There is a want of practical good sense, of sound, healthy feeling in M. Renan, which gives his books almost the demoralizing influence of Bulwer's early novels, or Dumas's later ones. We do not wonder at their vast popularity. They are as intoxicating as Byron's "Bride of Abydos;" as laden with information, and full of picturesque description as Victor Hugo's Toilers of the Sea." They flatter the reader's understanding, while they excite his imagination. They are bold and plausible, destructive and conservative, full of audacious generalization and of nice detail, of careful historical study and exquisite landscape-painting, of sentimental piety and profound scepticism; but they have no hold on the real power and essence of Christianity. They are will-less and enervating: they set truth and good in opposition to each other: they found virtue on ignorance, and faith on credulity. Science and philosophy must go their own way; piety and Christian devotedness, theirs. It is not so much in what Renan says, as in what he seems truly ignorant of, that we find his greatest weakness. He evidently has not conceived of Jesus Christ as a being in whom met judgment, calmness, and wisdom, united with moral elevation, spiritual insight, and essential holiness and wholeness.

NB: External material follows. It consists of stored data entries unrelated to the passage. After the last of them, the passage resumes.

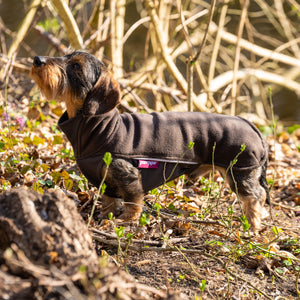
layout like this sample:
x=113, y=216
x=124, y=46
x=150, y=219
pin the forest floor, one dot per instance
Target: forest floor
x=192, y=241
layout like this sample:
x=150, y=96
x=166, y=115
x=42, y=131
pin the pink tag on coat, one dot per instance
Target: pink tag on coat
x=148, y=164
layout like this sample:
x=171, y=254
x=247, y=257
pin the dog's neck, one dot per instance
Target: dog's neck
x=73, y=107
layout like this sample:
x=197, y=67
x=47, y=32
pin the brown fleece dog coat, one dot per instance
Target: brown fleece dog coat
x=164, y=139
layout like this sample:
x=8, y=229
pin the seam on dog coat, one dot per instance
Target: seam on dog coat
x=163, y=137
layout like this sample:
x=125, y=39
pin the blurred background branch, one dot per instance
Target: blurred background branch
x=250, y=47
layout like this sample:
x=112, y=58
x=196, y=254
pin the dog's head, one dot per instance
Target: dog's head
x=79, y=79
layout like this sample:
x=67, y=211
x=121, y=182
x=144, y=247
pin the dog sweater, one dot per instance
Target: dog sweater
x=158, y=143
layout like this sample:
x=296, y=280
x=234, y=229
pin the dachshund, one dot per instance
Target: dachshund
x=148, y=149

His theory leads him to depict the apostles as ignorant, morbid, eccentric, and off the balance of sobriety. He degrades them all, first, to elevate the conception of Christ, which needs no such contrast; and, next, to account for their credulity, and perversion of the doctrine which they received. His portrait of Paul is the most painful and unfaithful we have ever seen drawn. Unbelieving in miracles, he believes in the tradition of the features of actual portraits of the great apostle; and favors us with this historic description :

"Paul's person was contemptible, and answered not, it seems, to the grandeur of his soul. He was ugly, of low stature, thick set, and hunchbacked. His broad shoulders carried oddly a small and bald head. His pallid face was buried in a thick beard, out of which loomed an aquiline nose, piercing eyes, and black eyebrows, meeting in the middle. His speech had nothing imposing. Something timid, embarrassed, incorrect, gave at first a poor idea of his eloquence. A man of tact, he blazoned his own external defects, and drew his advantages from it. The Jewish race has this peculiarity, that it presents at once types of the greatest beauty and the supremest ugliness; but Jewish ugliness is a thing by itself. Some of these homely faces, which at first excite a smile, take on, as soon as they are illumined from within, a kind of deep splendor and majesty."